EDIT: NVM for me too then I guess.


----------



## rpaillot (May 20, 2013)

World war Z Trailer approach is clearly more sound design than music. There 
are no melody, chord progression. A small sound designed rhythm here and there.

Plus the impact with the braaams get really cheap at the end of the trailer ,after having been repeated more than 20 times. I just laughed when the last braaams happened with the film logo. It sounds sooooo cliché .
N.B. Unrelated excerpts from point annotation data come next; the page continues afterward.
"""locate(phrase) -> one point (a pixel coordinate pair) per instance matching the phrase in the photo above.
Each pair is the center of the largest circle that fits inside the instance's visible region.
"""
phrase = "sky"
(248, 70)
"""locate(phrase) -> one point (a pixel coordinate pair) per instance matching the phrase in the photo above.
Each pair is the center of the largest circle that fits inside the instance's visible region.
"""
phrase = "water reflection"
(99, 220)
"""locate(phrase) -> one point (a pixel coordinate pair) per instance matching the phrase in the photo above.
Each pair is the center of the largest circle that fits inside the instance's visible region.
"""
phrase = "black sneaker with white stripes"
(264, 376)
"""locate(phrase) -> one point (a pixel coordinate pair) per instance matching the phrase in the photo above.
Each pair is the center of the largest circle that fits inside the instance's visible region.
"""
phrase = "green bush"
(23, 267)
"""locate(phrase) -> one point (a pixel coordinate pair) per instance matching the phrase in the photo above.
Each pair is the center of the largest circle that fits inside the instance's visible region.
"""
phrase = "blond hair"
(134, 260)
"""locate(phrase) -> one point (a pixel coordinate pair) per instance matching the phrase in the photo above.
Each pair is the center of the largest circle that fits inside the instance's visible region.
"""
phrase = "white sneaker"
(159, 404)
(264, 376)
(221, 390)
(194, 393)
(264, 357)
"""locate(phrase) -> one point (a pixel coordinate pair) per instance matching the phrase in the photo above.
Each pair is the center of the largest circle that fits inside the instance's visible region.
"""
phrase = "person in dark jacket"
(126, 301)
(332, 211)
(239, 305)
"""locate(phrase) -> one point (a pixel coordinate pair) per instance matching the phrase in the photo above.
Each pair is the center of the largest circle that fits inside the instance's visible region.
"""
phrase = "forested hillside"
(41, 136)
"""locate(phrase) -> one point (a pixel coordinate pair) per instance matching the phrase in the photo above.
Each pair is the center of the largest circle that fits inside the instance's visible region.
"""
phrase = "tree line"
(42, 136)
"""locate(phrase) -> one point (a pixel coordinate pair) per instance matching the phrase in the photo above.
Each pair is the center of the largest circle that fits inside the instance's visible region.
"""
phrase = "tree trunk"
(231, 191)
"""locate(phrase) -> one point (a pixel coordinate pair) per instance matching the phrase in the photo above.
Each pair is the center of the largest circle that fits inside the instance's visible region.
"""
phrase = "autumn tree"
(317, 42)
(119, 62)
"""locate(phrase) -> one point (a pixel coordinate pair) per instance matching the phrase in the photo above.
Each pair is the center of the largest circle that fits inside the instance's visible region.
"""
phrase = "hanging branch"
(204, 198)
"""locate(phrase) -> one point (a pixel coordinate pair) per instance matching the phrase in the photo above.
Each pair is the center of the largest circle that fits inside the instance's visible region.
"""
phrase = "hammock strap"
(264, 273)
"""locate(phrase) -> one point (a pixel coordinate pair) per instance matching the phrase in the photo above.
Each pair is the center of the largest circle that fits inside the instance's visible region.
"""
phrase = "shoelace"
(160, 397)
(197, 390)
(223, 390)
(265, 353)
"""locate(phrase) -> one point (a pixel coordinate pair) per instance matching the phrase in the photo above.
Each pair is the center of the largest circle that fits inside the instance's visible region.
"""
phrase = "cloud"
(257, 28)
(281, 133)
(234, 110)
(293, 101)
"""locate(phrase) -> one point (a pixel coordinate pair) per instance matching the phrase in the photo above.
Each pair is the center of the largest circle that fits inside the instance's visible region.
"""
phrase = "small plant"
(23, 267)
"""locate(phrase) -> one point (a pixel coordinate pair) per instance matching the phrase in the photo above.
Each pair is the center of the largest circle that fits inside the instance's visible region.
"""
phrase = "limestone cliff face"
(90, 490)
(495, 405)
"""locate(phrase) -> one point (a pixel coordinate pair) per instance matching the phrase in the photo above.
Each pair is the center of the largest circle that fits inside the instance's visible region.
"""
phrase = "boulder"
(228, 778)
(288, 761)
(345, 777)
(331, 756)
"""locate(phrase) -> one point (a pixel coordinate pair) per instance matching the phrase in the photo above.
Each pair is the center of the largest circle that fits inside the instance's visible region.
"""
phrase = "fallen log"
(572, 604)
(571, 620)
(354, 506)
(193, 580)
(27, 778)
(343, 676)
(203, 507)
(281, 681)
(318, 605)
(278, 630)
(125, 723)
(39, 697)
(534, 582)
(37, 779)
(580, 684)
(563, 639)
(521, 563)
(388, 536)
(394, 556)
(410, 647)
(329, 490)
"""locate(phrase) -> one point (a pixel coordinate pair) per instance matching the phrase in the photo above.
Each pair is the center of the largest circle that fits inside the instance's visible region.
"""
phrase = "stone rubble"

The thing is people will always remember more trailers with a great theme in it, just have a look at the number of views on youtube. Humanity likes melody, something they can whistle :D 
Can you whistle world war z trailer ? :D


----------



## Greg (May 20, 2013)

Casey Edwards @ Sat May 18 said:


> Micheal Giacchino actually said in an interview that towards the end of the campaign it was his music in the trailers. They went into the studio to record music from the score for use in the trailers. He said it was re-recorded for the movie due to small changes in the scenes from the time it took to release and lock the film fully.



Did they end up not getting used? I know all the theatrical trailers were library music. The TV spots that I saw were also library music, and one internet spot even used "Freedom Fighters" from TSFH again. Maybe they tried using the score for trailer spots but it ended up not working?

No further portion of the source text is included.